The vulnerability identified as CVE-2026-3309 involves improper control of code generation (CWE-94) in the Paid Membership Plugin, Ecommerce, User Registration Form, Login Form, User Profile & Restrict Content – ProfilePress WordPress plugin. Specifically, the plugin allows user-supplied billing field values from the checkout process to be directly interpolated into shortcode template strings. These shortcodes are then processed without adequate sanitization of the shortcode syntax, enabling unauthenticated attackers to inject and execute arbitrary shortcodes. This flaw exists in all versions up to and including 4.16.11. The vulnerability has a CVSS v3.1 base score of 6.5, reflecting network attack vector, low attack complexity, no privileges required, no user interaction, and impacts on confidentiality and integrity.

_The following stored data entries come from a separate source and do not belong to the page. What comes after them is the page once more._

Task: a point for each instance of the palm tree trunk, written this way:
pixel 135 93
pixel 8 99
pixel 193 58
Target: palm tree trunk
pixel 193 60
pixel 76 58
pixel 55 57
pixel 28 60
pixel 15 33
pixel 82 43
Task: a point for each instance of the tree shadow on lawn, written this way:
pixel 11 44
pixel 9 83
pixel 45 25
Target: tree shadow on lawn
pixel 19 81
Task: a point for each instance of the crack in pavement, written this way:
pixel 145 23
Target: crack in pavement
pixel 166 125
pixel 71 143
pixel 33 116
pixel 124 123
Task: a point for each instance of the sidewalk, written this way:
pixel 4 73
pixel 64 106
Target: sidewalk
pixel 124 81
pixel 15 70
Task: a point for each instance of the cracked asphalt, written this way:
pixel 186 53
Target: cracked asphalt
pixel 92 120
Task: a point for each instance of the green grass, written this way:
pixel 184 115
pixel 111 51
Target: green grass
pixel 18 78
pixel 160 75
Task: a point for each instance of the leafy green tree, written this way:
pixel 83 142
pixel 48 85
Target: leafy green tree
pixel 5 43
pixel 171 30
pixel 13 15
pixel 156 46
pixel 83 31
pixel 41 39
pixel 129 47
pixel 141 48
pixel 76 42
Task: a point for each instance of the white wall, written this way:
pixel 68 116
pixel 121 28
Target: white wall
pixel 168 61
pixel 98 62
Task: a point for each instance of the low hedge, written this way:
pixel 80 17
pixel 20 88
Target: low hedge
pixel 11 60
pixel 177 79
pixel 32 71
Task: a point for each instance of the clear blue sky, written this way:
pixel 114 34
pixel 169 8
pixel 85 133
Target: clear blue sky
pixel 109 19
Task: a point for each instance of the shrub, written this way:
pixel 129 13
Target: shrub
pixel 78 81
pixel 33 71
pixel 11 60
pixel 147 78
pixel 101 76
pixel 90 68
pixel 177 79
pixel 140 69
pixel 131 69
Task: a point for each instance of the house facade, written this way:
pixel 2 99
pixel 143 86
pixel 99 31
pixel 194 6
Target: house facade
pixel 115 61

No official fix or patch has been documented as of the published date.

An unauthenticated attacker can exploit this vulnerability to execute arbitrary shortcodes within the affected WordPress plugin context. This can lead to partial compromise of data confidentiality and integrity. There is no indication of availability impact. No known exploits in the wild have been reported. The vulnerability could potentially allow attackers to manipulate plugin behavior or access sensitive information through shortcode execution.

Patch status is not yet confirmed — check the vendor advisory for current remediation guidance. Until an official fix is released, users should consider disabling or restricting access to the affected plugin features that process billing field values or implement custom input validation and sanitization to prevent shortcode injection. Monitor vendor channels for updates and apply patches promptly once available.